Exécution des courtes peines, le débat
Pour – Lutter contre la récidive, favoriser la réinsertion : changeons de doctrine en rendant effective l’exécution des courtes peines.
Eric Schahl, délégué général de l’UDI, fondateur de l’agence régionale du travail d’intérêt général, Ile-de-France JusTIGe
80.792 détenus en France. Comme chaque mois, un nouveau record est battu. D’un côté, la surpopulation carcérale rend toujours plus complexe la mission de réinsertion des personnes condamnées. De l’autre, ces conditions de détention sont continuellement plus indignes.
Gérald Darmanin a eu parfaitement raison de proposer la création de places de prison adaptées à l’exécution de courtes peines.
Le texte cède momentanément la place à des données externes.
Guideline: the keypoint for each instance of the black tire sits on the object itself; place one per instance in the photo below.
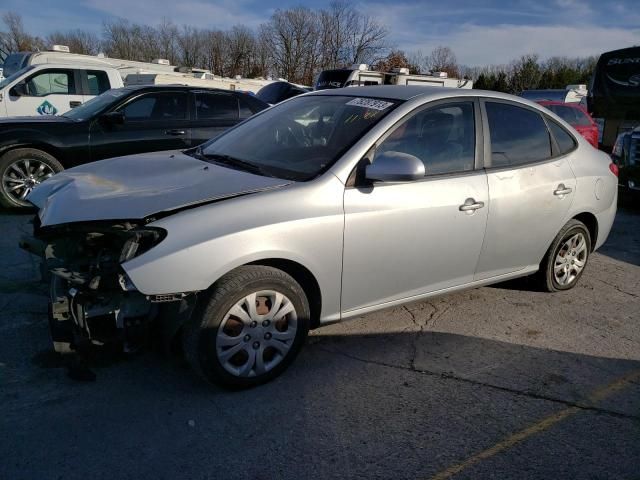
(201, 332)
(7, 198)
(546, 277)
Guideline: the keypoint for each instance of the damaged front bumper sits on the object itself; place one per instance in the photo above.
(92, 300)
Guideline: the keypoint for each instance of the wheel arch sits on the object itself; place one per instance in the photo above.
(304, 277)
(44, 147)
(591, 222)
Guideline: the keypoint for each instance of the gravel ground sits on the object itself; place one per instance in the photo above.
(496, 382)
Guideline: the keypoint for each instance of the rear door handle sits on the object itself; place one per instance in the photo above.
(470, 205)
(175, 132)
(561, 191)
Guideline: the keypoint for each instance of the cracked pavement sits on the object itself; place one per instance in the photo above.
(497, 382)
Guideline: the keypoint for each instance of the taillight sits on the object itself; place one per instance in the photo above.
(614, 168)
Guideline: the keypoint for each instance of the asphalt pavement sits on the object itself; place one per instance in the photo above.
(497, 382)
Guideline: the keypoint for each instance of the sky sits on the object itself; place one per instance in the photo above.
(479, 32)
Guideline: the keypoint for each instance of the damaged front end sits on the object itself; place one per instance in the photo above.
(93, 301)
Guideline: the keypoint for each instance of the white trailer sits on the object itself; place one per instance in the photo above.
(361, 75)
(197, 79)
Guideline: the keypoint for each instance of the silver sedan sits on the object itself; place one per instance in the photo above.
(325, 207)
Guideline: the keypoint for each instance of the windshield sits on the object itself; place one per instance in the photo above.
(96, 105)
(300, 138)
(11, 78)
(15, 62)
(571, 115)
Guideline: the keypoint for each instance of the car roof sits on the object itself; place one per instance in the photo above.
(407, 92)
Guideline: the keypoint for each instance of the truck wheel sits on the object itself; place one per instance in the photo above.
(248, 327)
(21, 170)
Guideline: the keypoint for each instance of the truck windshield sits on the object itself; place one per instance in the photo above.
(11, 78)
(298, 139)
(96, 105)
(15, 62)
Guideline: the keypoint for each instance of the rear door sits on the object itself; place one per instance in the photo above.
(153, 121)
(214, 112)
(406, 239)
(48, 91)
(531, 188)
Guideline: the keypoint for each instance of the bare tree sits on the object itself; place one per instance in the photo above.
(442, 59)
(294, 36)
(14, 37)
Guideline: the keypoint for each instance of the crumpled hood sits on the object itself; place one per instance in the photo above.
(138, 186)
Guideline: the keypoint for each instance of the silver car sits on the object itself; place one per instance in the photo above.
(328, 206)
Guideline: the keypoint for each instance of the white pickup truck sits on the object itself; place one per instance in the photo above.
(54, 88)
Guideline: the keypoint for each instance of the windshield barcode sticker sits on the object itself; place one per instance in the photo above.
(370, 103)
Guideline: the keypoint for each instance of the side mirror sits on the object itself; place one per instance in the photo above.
(395, 167)
(113, 118)
(19, 90)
Si des peines plus courtes sont exécutées, la rotation sera plus importante et le taux d’occupation baissera mécaniquement. Autre avantage, personne ne s’évade s’il n’a qu’une courte peine à exécuter. Ces nouveaux établissements seront donc beaucoup moins chers et plus rapides à construire.
Avec mes collègues du groupe UDI, nous avons d’ailleurs fait voter un vœu en ce sens pour que la région Île-de-France s’engage financièrement, par convention avec le ministère de la Justice, pour aider à la création et à l’extension de centres de détention adaptés.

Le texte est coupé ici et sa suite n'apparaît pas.